Fortunately, Yura Onozuka, the heroine in question, has a bit more backbone than Hatsumi Narita, the heroine of Aihara's previous series, Hot Gimmick. As the first volume begins, all she wants in the world is to graduate from high school, move out of the house for college, and leave her family's celebrity ups and downs behind for good. Maybe distance would have made the heart grow fonder, but Yura cannot wait to get as far away from her parents as possible. However, learning out of nowhere that they are getting a divorce, that her father has a girlfriend in New York that is going to bear him a child, and that her mother is secretly having an affair with Yura's best friend…well, that is more than enough to push Yura straight over the edge.
Of course, Aihara is the undisputed master at creating characters of monstrously reprehensible proportions—World's Worst Parents are just the tip of the proverbial iceberg of Aihara-style Titanic-sinkers—and you will find yourself feeling most sympathetic to Yura's plight. Even though the narrative ploy that drives her into showbiz, desire to get back at her mother by becoming a better actress, feels like a particularly silly, domestic psychodrama rationale, you cannot help but root for the otherwise ordinary, good-hearted Yura.
The rest of volume one takes Yura through her recruitment with Mizorogi's talent agency Meteorite and her first, fumbling attempts to get her feet wet in the industry. Needless to say, the story does not tease, and she has an improbably big break with an udon noodle company's noodle promotion campaigns within the first two hundred pages. You will not be in the least bit convinced by her success, but you will be pleased to see the manga getting on with things already.
Unlike Skip Beat!, that is much more about the business of celebrity in early volumes than it is about burgeoning relationships between man and woman, Honey Hunt is clearly all about the perverse love triangles. The two potential romantic partners for Yura in question are twin brothers Q-ta and Haruka. The former seems easygoing and eager to please, and when he finds out Yura's father is a famous composer, he proposes to her on the spot in order to become the man's son in law. If you cannot achieve success on your own terms, it is, from Q-ta's point of view, an entirely legitimate exercise to try marrying into it! That probably says a lot about his personality. Haruka, on the other hand, has nothing but contempt for Yura in the beginning; she does not look like she has what it takes in his opinion. But when he meets her in the context of work—all three will be collaborating on the same project, who woulda thunk it?!—he tempers his abrasiveness a bit. For now, neither of them fascinates, but if Aihara is true to form, both brothers will eventually prove to be total creeps.
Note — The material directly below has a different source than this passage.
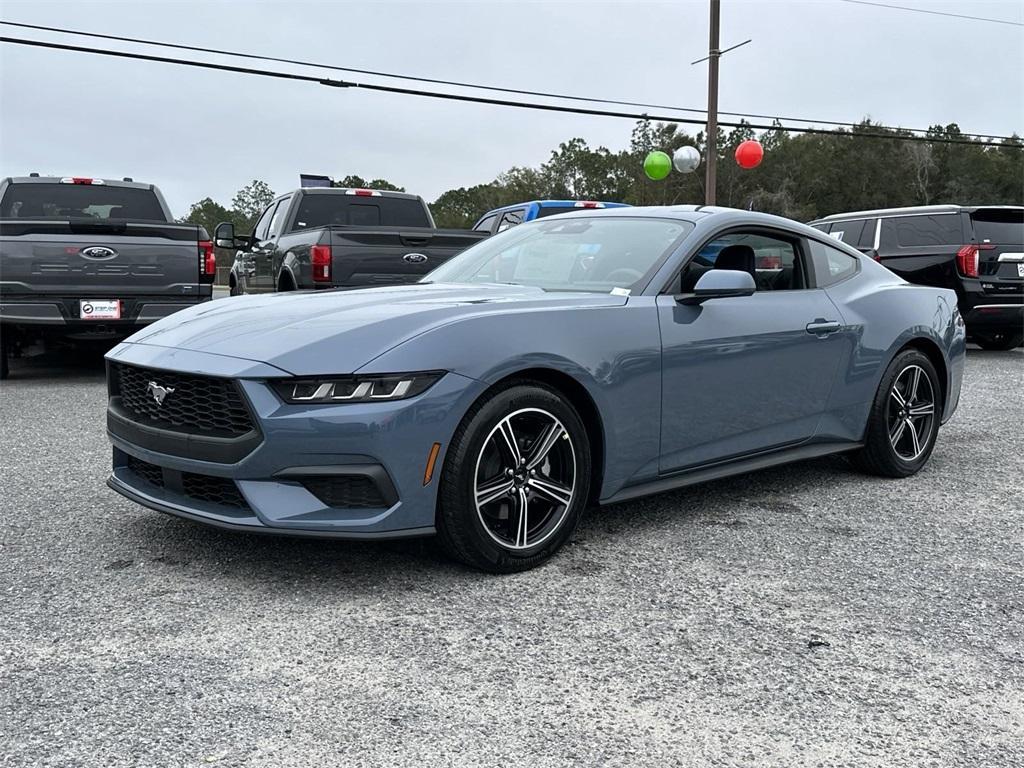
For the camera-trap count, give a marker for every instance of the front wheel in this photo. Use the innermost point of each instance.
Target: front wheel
(515, 481)
(903, 420)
As always, Aihara's artwork (in its latter-day incarnation) is the primary source of reader pleasure. She has a clean, yet reasonably detailed style of line work that is both easy on the eyes yet not so minimalist that you feel like the artist is trying to cheat you out of a fully-imagined sequential art world. Her character designs are always especially appealing. She draws a good range of facial expressions, from the silly to the sexy. Female fans tend to go especially gah-gah over her male characters, even when their only redeeming personal features are their pretty faces.
Anyway, Honey Hunt is an appealing, diverting romp through the trials and travails of show business and teenage romance…but you would still be better off sticking to Skip Beat! and calling it a day.
Overall : B
Story : B
Art : B+
+ An intense, emotionally-driven showbiz drama featuring pleasing, attractive artwork and handsome characters.